Experts: ‘Tower Cities’ Best Solution to Housing Crisis

YERUSHALAYIM
A motorcycle rider near a construction site in Nes Ziona. (Yaniv Nadav/Flash90)

Israel is heading for a housing crisis, unless radical changes are made in the way land is distributed and in construction practices, according to building industry experts. According to Chaim Feiglin, chairman of construction firm Tzemach Hammerman, Israel is going to need at least 500,000 new homes in the next seven years, and 1.5 million over the next 20 years. “If we continue our current output schedule of construction, those numbers are unrealistic,” he told Yediot Acharonot.

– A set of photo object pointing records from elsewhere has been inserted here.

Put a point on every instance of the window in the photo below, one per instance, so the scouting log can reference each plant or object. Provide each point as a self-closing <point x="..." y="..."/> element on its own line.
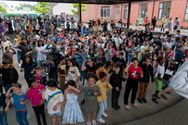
<point x="126" y="11"/>
<point x="143" y="8"/>
<point x="105" y="11"/>
<point x="117" y="12"/>
<point x="164" y="9"/>
<point x="186" y="11"/>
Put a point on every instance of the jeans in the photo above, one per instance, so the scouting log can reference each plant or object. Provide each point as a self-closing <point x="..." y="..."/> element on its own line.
<point x="7" y="86"/>
<point x="142" y="89"/>
<point x="21" y="117"/>
<point x="102" y="108"/>
<point x="3" y="118"/>
<point x="39" y="112"/>
<point x="115" y="98"/>
<point x="19" y="55"/>
<point x="132" y="85"/>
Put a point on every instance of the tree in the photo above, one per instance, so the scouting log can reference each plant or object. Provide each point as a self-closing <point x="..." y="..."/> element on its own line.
<point x="75" y="11"/>
<point x="42" y="8"/>
<point x="22" y="6"/>
<point x="2" y="9"/>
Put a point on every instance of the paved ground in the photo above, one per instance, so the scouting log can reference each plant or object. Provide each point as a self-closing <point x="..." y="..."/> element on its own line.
<point x="175" y="115"/>
<point x="115" y="117"/>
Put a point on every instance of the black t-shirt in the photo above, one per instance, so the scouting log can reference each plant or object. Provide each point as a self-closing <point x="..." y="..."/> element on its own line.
<point x="2" y="102"/>
<point x="90" y="69"/>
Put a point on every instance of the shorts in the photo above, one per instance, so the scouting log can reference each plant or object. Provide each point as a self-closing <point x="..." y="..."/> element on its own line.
<point x="59" y="114"/>
<point x="159" y="84"/>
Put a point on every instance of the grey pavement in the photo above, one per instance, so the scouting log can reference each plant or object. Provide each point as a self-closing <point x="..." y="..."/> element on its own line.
<point x="175" y="115"/>
<point x="114" y="117"/>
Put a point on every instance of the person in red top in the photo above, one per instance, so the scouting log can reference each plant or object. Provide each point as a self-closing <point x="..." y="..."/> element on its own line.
<point x="134" y="74"/>
<point x="34" y="94"/>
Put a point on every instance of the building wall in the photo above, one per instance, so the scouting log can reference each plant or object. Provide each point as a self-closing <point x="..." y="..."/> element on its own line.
<point x="178" y="8"/>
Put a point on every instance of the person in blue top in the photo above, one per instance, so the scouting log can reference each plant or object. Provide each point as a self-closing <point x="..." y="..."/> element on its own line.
<point x="20" y="102"/>
<point x="4" y="106"/>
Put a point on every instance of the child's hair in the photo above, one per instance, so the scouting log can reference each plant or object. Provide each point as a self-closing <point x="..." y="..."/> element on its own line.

Feiglin made the comments in response to data released by the Central Bureau of Statistics on the expected growth of Israel’s population in the coming years. According to a CBS report titled “Israel Population Forecasts Through 2065,” the country will have a population of 10 million by 2025, a figure that will double by 2065. Various experts have proposed different ideas, including requiring a mnimum height – as many as 40 stories – for new housing developments.

That solution is favored by Feiglin, who sees the immediate construction of at least three new metropolitan areas as the only solution to the coming housing crisis. “The government must authorize construction of these cities where there will be apartment towers, with space alongside for schools, parks, shopping and industry,” he said. “For the foreseeable future we are going to need such apartment towers in order to ensure a high quality of life.” This solution, he said, would utilize a minimum of land – some 200,000 dunams, or about 1 percent of the open land available for construction in Israel today.

Agreeing with Feiglin was architect Guy Miloslavksy, who told Yediot Acharonot that apartment buildings needed to be built with a minimum of 10 to 15 stories, and that construction of private homes needed to be greatly reduced. “The only place to build these new communities is in outlying areas, where development costs are higher,” he said. “The taller the buildings, the less expensive the development costs per unit.”

But according to Professor Rachel Alterman of the Technion, it will still be possible to build “low-level” housing and still provide enough homes for the growing population. “There are very good solutions for wise use of land resources,” Alterman said. “Along with housing, we of course need to build resources for communities, businesses and other uses.”